The coalition includes SDPD Mid-City officers, Neighborhood Policing Division, including the Homeless Outreach Team officers, City Park Rangers, Environmental Services Department representatives, and City Council Districts 9 and 4 representatives, County and nonprofit homeless service organizations, and residents of Mid-City communities including Rolando Park.
Anyone interested can participate in these meetings, held the last Tuesday of every month, 8am-9am at the Mid-City Division, 4310 Landis, 92105.
Information on Get It Done reports for homeless encampments
- To report homeless encampments for intervention by SDPD, ESD (Environmental Services Department to remove encampment trash), or San Diego City Park Rangers (for City parks property), use a Get It Done report via the app or website.
- Only one GID report per encampment is necessary for these three agencies. More than one report per encampment does not give the location a higher priority. Generally, the reports are addressed in the order of receipt. Multiple reports about the same location get only one response from the three agencies, but result in more administrative time to process a response to each GIT report online.
It is helpful to give individual reports on separate encampments in the same neighborhood.
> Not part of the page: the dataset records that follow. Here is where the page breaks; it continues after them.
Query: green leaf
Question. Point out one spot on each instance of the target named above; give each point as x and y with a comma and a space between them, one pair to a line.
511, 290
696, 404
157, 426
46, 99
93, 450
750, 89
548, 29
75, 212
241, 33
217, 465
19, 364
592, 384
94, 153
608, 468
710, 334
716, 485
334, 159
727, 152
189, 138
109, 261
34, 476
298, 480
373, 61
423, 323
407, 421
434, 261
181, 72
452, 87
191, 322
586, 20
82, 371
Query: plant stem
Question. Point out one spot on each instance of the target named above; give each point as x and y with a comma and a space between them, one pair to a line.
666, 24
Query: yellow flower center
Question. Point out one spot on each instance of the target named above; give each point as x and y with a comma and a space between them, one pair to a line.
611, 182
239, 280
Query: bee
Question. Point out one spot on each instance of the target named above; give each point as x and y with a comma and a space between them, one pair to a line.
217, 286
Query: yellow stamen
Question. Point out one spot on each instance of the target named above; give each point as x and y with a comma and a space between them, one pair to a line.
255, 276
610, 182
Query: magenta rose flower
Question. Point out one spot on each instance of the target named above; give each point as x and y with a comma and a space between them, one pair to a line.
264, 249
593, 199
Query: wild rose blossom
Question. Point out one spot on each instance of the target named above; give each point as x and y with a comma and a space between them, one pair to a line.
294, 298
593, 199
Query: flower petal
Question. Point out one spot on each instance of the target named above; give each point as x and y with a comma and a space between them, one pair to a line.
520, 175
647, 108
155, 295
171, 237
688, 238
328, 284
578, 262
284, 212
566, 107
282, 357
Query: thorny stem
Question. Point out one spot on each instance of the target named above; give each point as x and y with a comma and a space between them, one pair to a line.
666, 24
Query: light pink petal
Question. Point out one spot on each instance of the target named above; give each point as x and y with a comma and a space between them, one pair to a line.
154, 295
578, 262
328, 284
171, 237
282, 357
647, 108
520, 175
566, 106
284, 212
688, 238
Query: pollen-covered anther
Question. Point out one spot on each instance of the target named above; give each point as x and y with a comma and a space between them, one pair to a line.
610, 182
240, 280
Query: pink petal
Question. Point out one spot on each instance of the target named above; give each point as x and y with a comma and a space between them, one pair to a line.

- Because Neighborhood Policing (the Division charged with responding to reports about homeless encampments) is short-staffed, they are grouping reports by geographic proximity so all available NP officers can respond to encampments within a specific area.
For example, there are usually encampments in Rolando Park on Rolando south of University, on Aragon across from the Kroc Center, and on the east side of Bonilla. Each of these separate locations need a separate report, but only one report per location. This allows NP to group their response to these locations.
- When you receive a “closed” response to a GID report, it will usually say NP made contact and closed the report. Closing a GID report does not mean that the encampment is gone. It means that the officers made contact and addressed the inhabitants with one of the four steps in the Progressive Enforcement process (from warning to citation to arrest). If the encampment remains, it is necessary to do another GID report to initiate NP making another contact with a higher level of enforcement. NP can only “enforce” a higher level of enforcement if there is an emergency shelter bed available and the homeless individual is refusing to accept that bed.
- NP and ESD try to coordinate their response at the same time so ESD can immediately clean the location as soon as the police complete their intervention. Sometimes ESD cleanup crews cannot be available at the same location at the same time. They will then come in at a later day.
- It’s important to give as much detail as possible when completing a GID report: specific location, risk of fire, observation of cooking or campfires, proximity to schools, number of individuals, amount of trash and belongings, observation of activity/behavior, if known.